Posture is an integral part of health and fitness, maintaining a good posture is important during rest, daily activities, recreational, and functional activities. Poor posture can lead to wide range of health issues from a sore back to chronic debilitating spinal deformities.
Healthy or good posture is a natural position that balance and supports the musculoskeletal system. The balance of the joints, muscles, spinal curves and weight bearing abilities against the force of gravity are the key factors. Muscles need to be strong, flexible and adaptable to a changing environment. Muscles and joints work together continuously against gravity and in harmony with one another to maintain an upright healthy posture.
Misconception and correction
It is a misconception that standing straight and tall is the best posture. Ideally, standing with knees slightly bent, shoulders slightly back is the optimum position. This posture maintains healthy pelvis, lumbar, thoracic and cervical spinal curves and therefore a healthy vertical equilibrium.

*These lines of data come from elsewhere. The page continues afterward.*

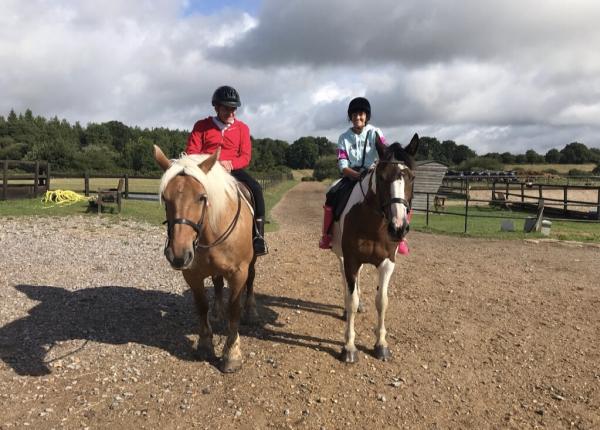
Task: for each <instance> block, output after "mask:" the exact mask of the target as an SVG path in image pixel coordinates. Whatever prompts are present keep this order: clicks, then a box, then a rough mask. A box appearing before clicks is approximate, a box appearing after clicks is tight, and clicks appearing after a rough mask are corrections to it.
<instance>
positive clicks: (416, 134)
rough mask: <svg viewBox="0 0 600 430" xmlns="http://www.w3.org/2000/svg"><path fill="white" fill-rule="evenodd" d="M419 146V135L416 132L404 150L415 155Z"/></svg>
mask: <svg viewBox="0 0 600 430" xmlns="http://www.w3.org/2000/svg"><path fill="white" fill-rule="evenodd" d="M418 147H419V135H418V134H417V133H415V135H414V136H413V138H412V139H411V140H410V143H409V144H408V146H407V147H406V148H405V149H404V150H405V151H406V152H408V153H409V154H410V155H411V156H413V157H414V156H415V154H416V153H417V148H418Z"/></svg>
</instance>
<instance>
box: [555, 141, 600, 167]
mask: <svg viewBox="0 0 600 430" xmlns="http://www.w3.org/2000/svg"><path fill="white" fill-rule="evenodd" d="M560 154H561V157H560V162H561V163H563V164H583V163H588V162H590V161H597V160H595V157H594V155H593V153H592V152H591V151H590V150H589V149H588V147H587V146H585V145H584V144H583V143H579V142H571V143H569V144H568V145H567V146H565V147H564V148H563V149H562V150H561V151H560Z"/></svg>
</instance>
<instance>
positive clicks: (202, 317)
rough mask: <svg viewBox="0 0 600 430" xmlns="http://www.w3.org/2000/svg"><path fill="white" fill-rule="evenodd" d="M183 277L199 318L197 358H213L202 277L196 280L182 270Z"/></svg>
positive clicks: (203, 286)
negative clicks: (186, 282)
mask: <svg viewBox="0 0 600 430" xmlns="http://www.w3.org/2000/svg"><path fill="white" fill-rule="evenodd" d="M183 277H184V278H185V280H186V281H187V283H188V285H189V286H190V288H191V290H192V294H193V295H194V303H195V304H196V310H197V311H198V316H199V318H200V329H199V331H198V334H199V338H198V350H197V353H198V358H199V359H200V360H203V361H212V360H214V358H215V348H214V346H213V333H212V328H211V326H210V321H209V320H208V299H207V297H206V292H205V290H204V279H200V280H198V279H197V278H195V277H194V276H193V275H192V274H190V273H189V272H187V271H184V272H183Z"/></svg>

The American Physical Therapy Association (APTA) outlines good standing posture as an alignment of the ear, shoulder, hip, knee and ankle as seen from the side. When sitting, erect head and back posture with three natural spinal curves (Cervical, thoracic and lumbosacral curves). In sleep, spinal curves should be maintained with pillows and proper mattresses and the head and neck supported well so that they are level with the upper back.
Causes of poor posture:
Poor postural habit for whatever reason is the most common reason for postural problems. This poor postural habit is seen in everyday life at home, office, school, sports etc. It is often very common in the workplace which requires prolong sitting or standing, classrooms and at home. Bad sleeping posture (for example using multiple high pillows) is another common cause for poor posture.
Muscle imbalance and muscle contracture can lead to poor posture. For example, a tight iliopsoas muscle increases lumbar lordosis in the lumbar spine.
Pain in the spine due to various reason like nerve root impingement, disc lesions can result in a poor posture. The body unconsciously adopts a posture that decreases pain resulting into spinal deformities like scoliosis.
Similarly, various conditions like loss of proprioception, muscle spasms, general weakness, excess weight, respiratory conditions and other various pathological conditions can also lead to poor posture.
Anatomical or Structural Factors:
Bony contours for example hemivertebrae
Joints mobility issues due to laxity of ligamentous structures or other joint disorders.
Increased muscle tone, facial or musculotendinous tightness
Congenital and pathological disorders like Klippel-Feil Syndrome, Scheuermann disease
What are the major issues that you could have with the poor postural habit?
Prone to injuries like sports injuries, workplace injuries, falls
Joint subluxations and dislocations
Joints degenerative disorders
Chronic abnormal spinal curvatures like lordosis, kyphosis, scoliosis etc
Blood vessel constrictions
Nerve entrapments or constrictions
Respiratory insufficiencies or decreased chest/lung mobility
Usually, nonstructural postural faults are relatively easier to fix following proper assessment. When the problem is identified various correctional exercises or therapeutic management is very effective. The majority of treatment protocol involves strengthening weak muscles, stretching tight structures, balance training. Braces and supports are also used to enhance or maintain proper posture. Moreover, teaching and awareness of the importance or proper posture is the key for proper and fast postural correction.
On the other hand, structural deformities may require invasive or surgical intervention for correction. However, the proper postural care plan may help some people to alleviate the symptoms.